## Variations of dict (Một vài biến thể của dict)

An overview of mapping types included in the standard library, besides `defaultdict`

### 1. collections.OrderedDict

The most common reason to use OrderedDict is writing code that is backward compatible (tương thích ngược) with earlier Python versions

### 2. collections.ChainMap

A ChainMap instance: holds a list of mappings that can be searched as one.

In [4]:
# The search is performed on each input mapping in the order and succeeds as soon as the key is found

d1 = dict(a=1, b=3)
d2 = dict(a=2, b=4, c=6)
from collections import ChainMap
chain = ChainMap(d1, d2)
print(chain['a'])

# The ChainMap instance does not copy the input mappings, but holds references to them.
# Updates or insertions to a ChainMap only affect the first input mapping.
chain['c'] = -1
print(d1)
print(d2)

1
{'a': 1, 'b': 3, 'c': -1}
{'a': 2, 'b': 4, 'c': 6}


ChainMap rất hữu ích để triển khai trình thông dịch cho các ngôn ngữ có phạm vi lồng nhau, trong đó mỗi mapping biểu thị một scope contex, từ phạm vi bao quanh trong cùng đến phạm vi ngoài cùng.

In [5]:
import builtins
pylookup = ChainMap(locals(), globals(), vars(builtins))

### 3. collections.Counter

A mapping that holds an integer count for each key. Updating an existing key adds to its count.
This can be used to *count instances of hashable objects or as a multiset* (discussed later in this section).

In [6]:
from collections import Counter
ct = Counter('abracadabra')
print(ct)

ct.update('aaaaazzz')
print(ct)
ct.most_common(3)

Counter({'a': 5, 'b': 2, 'r': 2, 'c': 1, 'd': 1})
Counter({'a': 10, 'z': 3, 'b': 2, 'r': 2, 'c': 1, 'd': 1})


[('a', 10), ('z', 3), ('b', 2)]

### 4. shelve.Shelf
Provides persistent (lien tuc) storage for a mapping of string keys to Python objects serialized in the `pickle` binary format

*WARNING*
Python’s `pickle` is easy to use in the simplest cases, but has several drawbacks. Read Ned Batchelder’s “Pickle’s nine flaws” (https://nedbatchelder.com/blog/202006/pickles_nine_flaws.html) before adopting any solution involving `pickle`. In his post, Ned mentions other serialization formats to consider.

`OrderedDict`, `ChainMap`, `Counter`, and `Shelf` are ready to use but can also be customized by subclassing.
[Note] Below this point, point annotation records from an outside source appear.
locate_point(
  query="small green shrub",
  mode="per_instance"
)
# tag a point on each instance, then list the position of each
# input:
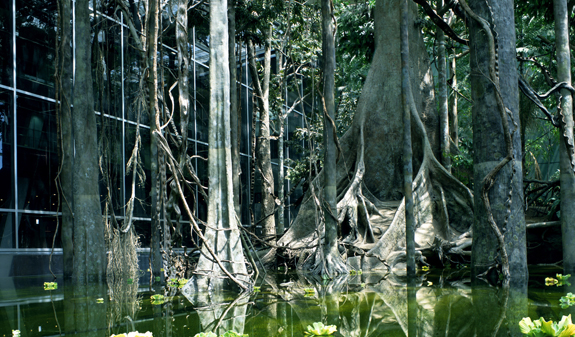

In contrast, `UserDict` is intended only as a base class to be extended.

### 5. Subclassing UserDict Instead of dict
Lý do chính mà dùng `UserDict` thay vì `dict` là vì tích hợp sẵn có một số implementation shortcuts buộc chúng ta phải ghi đè các phương thức mà chúng ta có thể kế thừa từ `UserDict` mà không gặp vấn đề gì.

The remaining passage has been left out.